Las palabras importan siempre. Son bálsamo o puñal, según se usen. Nada resulta más difícil de olvidar que aquello que se dijo en circunstancias difíciles: una frase que causó un daño irreparable o esa expresión que sirvió de consuelo y apoyo a quien se tambaleaba a punto de caer. El pasado 17 de junio moría en una plaza francesa el torero Iván Fandiño y la Hermandad de la Estrella —su hermandad— salió del burladero del silencio para lanzar a los cuatro vientos un tuit donde se leía: “Consternados por la muerte de NHD Iván Fandiño, elevamos nuestras oraciones para que la Virgen de la Estrella interceda por su alma. DEP”. Era ya el único quite posible al horror, invocar a la Dolorosa de nácar y dejar en sus manos el tránsito del difunto hasta los brazos del Hijo. No es poco para los que tenemos fe. La foto que lo ilustraba no podía resultar más simbólica. Vestida de luto y azabache, sin corona, la Virgen de la Estrella mostraba su duelo… Curiosamente el tuit anterior a este, publicado aquella misma mañana, la representaba ataviada de reina con un terno blanco y oro junto a la oración del ángelus, la máxima declaración de la confianza en Dios. Ese era exactamente el contraste del día. El que siempre nos amenaza a cada uno: de la alegría al dolor, del blanco al negro, sin saber cómo ni cuándo. ¡Qué sensibilidad y qué categoría la de quien despreciando dimes y diretes publicó en las redes aquel dolor compartido! Soy aficionado a los toros. He visto centenares de veces a los toreros hacer el paseíllo envolviendo su cuerpo y sus miedos con un capote de seda que, como un retablo ambulante, lleva bordado la imagen de sus devociones entre flores y arabescos. No es superstición, sino una declaración de fe.
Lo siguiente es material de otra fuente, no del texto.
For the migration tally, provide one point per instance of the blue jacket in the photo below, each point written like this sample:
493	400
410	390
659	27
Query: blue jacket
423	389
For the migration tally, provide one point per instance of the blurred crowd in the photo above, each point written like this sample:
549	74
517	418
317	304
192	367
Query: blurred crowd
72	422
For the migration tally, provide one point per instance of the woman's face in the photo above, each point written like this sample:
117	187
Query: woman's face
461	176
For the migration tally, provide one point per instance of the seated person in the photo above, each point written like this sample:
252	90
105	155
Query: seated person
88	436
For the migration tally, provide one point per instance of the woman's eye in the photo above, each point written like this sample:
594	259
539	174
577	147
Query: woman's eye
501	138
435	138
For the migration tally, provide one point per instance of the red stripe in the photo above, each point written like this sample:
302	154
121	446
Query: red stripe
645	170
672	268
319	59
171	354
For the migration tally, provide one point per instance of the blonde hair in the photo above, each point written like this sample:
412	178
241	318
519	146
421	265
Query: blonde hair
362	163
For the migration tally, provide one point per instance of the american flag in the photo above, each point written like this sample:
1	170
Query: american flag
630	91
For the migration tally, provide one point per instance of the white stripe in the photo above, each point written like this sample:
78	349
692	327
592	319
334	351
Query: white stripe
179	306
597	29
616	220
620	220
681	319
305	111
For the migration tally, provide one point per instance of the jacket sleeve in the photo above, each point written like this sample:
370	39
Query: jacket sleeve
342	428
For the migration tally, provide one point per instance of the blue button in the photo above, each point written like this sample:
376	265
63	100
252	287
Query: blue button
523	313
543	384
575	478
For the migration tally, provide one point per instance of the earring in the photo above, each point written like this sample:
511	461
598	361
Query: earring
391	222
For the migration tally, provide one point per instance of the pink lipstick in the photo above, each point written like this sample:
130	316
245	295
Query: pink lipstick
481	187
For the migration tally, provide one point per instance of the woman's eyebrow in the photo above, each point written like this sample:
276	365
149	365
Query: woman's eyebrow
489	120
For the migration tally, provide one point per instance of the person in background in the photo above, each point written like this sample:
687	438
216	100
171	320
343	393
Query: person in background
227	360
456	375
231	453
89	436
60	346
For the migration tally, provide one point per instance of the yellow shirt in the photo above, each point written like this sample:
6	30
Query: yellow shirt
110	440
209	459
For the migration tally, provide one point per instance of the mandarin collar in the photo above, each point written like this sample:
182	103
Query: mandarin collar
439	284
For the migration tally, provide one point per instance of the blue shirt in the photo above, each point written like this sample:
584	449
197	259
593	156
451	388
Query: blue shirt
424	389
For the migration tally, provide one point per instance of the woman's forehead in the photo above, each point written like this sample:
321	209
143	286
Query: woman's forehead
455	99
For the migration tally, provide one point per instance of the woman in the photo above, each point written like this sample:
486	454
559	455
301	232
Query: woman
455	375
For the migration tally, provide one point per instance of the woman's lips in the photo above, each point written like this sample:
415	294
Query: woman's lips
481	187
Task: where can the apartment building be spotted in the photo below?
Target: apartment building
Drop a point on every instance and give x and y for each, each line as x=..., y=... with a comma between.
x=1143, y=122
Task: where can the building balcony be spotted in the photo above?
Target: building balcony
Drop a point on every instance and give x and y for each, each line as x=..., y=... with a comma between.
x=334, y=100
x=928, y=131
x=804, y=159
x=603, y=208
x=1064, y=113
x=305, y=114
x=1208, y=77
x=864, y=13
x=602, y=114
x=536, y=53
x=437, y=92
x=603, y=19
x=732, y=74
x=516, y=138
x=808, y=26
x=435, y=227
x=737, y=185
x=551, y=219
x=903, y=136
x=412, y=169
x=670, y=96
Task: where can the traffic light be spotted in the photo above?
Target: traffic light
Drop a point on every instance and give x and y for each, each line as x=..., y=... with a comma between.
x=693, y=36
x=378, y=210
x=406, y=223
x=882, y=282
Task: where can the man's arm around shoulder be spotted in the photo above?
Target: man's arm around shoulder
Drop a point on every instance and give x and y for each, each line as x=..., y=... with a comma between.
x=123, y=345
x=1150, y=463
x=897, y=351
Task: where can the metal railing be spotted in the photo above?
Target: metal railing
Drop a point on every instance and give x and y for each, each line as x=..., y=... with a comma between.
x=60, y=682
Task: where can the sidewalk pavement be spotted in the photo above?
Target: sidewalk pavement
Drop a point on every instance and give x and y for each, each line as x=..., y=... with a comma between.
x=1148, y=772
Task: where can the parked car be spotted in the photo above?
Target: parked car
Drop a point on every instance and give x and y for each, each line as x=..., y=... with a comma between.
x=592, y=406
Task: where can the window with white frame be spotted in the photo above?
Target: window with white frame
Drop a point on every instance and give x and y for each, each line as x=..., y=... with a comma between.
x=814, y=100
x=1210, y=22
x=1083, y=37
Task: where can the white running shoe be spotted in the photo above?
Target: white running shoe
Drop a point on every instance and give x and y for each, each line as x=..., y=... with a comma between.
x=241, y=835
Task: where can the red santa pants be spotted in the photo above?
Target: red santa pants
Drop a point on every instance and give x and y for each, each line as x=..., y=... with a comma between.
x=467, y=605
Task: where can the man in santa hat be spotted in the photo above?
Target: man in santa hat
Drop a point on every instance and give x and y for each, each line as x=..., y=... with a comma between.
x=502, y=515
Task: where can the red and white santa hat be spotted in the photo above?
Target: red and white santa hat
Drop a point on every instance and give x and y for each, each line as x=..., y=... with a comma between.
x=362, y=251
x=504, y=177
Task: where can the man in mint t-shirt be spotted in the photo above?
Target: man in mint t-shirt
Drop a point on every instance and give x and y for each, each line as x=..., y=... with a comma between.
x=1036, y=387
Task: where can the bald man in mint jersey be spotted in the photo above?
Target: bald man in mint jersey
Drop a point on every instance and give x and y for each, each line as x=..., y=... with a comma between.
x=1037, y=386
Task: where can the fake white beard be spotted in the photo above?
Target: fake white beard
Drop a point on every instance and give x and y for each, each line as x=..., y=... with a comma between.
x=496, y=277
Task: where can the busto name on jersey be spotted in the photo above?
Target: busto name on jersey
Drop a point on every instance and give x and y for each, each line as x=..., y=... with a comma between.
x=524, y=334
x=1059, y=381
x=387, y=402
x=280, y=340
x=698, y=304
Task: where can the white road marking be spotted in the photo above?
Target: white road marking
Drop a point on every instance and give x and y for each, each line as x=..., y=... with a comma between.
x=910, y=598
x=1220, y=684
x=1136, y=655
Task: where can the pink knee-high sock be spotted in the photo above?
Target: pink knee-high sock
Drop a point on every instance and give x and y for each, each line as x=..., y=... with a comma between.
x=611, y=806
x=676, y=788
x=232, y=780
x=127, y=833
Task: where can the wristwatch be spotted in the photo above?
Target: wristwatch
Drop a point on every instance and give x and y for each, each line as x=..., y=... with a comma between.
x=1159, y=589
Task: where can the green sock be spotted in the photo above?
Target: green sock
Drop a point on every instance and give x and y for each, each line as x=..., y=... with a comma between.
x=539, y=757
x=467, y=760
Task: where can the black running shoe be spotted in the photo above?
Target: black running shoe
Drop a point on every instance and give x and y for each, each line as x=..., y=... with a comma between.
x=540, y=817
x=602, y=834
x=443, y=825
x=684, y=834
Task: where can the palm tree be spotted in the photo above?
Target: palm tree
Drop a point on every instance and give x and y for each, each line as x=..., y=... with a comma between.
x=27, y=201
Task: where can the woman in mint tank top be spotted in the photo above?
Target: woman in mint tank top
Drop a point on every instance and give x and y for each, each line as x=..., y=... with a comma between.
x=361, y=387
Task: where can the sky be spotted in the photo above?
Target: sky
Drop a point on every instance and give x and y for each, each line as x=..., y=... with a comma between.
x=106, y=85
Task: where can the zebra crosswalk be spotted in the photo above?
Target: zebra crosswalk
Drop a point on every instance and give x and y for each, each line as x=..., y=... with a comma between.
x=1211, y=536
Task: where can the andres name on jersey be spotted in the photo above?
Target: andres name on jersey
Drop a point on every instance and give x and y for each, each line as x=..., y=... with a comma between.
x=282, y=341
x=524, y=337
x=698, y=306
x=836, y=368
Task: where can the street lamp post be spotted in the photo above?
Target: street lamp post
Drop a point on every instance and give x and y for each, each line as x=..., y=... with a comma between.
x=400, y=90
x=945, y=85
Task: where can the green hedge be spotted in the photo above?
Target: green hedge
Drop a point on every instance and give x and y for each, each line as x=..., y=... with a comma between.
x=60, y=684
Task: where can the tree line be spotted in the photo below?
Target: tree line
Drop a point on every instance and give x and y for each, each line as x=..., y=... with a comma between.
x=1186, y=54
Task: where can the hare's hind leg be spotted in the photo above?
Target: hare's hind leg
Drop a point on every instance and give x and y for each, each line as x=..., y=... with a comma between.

Y ese tuit que alguien puso, y que ha dado ya la vuelta al mundo, ha sido una luz de esperanza; como la que experimenta un hombre de oro mientras persigue la gloria y dirige una mirada furtiva desde el albero a su capote extendido en la barrera de una plaza de toros. Descansa en paz, hermano.

(Más Pasión, nº 115, julio-agosto 2017)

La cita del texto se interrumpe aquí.